Entropy Rate and Redundancy
First-order (letter frequencies): H₁ ≈ 4.03 bits/char
Second-order (digrams): H₂ ≈ 3.32 bits/char
Shannon's estimate of true entropy rate: h ≈ 1.0–1.5 bits/char
Redundancy: R = 1 − h/H₀ ≈ 68–79%
The redundancy of English — the difference between its maximum entropy and its actual entropy rate, expressed as a proportion — is remarkably high, roughly 70–80%. This means that about three-quarters of the characters in English text are statistically predictable from context. Shannon demonstrated this dramatically with his guessing game: human subjects could predict the next letter of a text with far better than chance accuracy, and their performance provided an upper bound on the entropy rate.
Surprisal and Reading
Modern psycholinguistics has operationalized Shannon's framework through the concept of surprisal: the negative log probability of a word given its context, −log₂ P(wₙ | w₁, ..., w_{n-1}). Hale (2001) and Levy (2008) demonstrated that word-by-word reading times in eye-tracking and self-paced reading experiments are linearly proportional to surprisal, providing direct evidence that the human language processor is sensitive to the statistical structure quantified by entropy.
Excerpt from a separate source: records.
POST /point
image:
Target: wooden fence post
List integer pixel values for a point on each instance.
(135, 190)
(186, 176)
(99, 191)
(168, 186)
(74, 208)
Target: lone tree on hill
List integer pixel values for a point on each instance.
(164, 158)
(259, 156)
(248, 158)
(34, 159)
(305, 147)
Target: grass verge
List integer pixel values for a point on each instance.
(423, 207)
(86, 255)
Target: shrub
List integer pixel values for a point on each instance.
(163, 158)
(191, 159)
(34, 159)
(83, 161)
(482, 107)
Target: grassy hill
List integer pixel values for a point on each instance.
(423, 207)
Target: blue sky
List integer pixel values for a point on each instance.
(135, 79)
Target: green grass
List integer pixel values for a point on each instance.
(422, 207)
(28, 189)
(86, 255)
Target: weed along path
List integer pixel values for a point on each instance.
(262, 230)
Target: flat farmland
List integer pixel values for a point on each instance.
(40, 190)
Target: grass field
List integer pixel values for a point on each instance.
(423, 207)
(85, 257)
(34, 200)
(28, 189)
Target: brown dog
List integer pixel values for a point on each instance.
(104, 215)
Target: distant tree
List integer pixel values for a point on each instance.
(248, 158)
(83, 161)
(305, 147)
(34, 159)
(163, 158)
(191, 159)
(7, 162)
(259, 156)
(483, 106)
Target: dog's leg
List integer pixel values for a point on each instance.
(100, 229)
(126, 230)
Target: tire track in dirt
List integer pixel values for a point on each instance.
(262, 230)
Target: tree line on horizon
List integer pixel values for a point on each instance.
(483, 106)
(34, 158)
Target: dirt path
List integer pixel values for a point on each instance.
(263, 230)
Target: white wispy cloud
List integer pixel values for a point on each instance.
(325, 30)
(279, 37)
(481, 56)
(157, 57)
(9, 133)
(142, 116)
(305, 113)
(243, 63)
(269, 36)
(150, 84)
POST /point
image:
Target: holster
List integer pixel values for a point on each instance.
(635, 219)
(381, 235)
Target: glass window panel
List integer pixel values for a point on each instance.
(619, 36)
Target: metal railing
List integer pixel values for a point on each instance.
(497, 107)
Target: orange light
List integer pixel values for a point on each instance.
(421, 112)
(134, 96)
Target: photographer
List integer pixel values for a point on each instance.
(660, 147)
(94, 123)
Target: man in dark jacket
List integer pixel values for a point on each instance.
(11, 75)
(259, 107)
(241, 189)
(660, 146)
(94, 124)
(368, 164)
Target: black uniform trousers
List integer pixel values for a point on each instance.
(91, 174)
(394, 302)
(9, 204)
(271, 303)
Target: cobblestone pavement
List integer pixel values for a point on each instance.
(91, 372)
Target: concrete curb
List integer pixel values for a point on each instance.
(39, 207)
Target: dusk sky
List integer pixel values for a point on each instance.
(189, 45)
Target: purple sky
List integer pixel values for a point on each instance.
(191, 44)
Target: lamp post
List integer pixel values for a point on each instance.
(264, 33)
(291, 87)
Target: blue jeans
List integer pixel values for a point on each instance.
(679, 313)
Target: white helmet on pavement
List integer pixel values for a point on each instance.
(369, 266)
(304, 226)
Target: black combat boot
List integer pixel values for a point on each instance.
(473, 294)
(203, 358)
Modern large language models (LLMs) provide increasingly precise estimates of language entropy. As models improve in predicting the next word, their cross-entropy loss (an upper bound on the true entropy rate) decreases. Current state-of-the-art models achieve cross-entropy values that approach Shannon's original estimates from below, suggesting that Shannon's guessing game provided a remarkably accurate bound on the entropy of English despite the rudimentary methods available in 1951.
Applications in Cognitive Science
Entropy measures have become central to quantitative linguistics and cognitive science. Zipf's law — the inverse relationship between word frequency and rank — can be understood as a consequence of entropy maximization under constraints. The uniform information density hypothesis (Jaeger, 2010) proposes that speakers adjust their production to maintain a roughly constant information rate (bits per second), redistributing entropy across the utterance. This connects language production to Shannon's channel capacity: speakers avoid exceeding the listener's processing capacity by spreading information evenly.
In clinical applications, entropy measures of language production have been used to detect cognitive decline in Alzheimer's disease and to characterize aphasia. Patients with language disorders show altered entropy profiles — reduced vocabulary diversity (lower word-level entropy) or disrupted syntactic predictability — providing quantitative biomarkers grounded in information theory.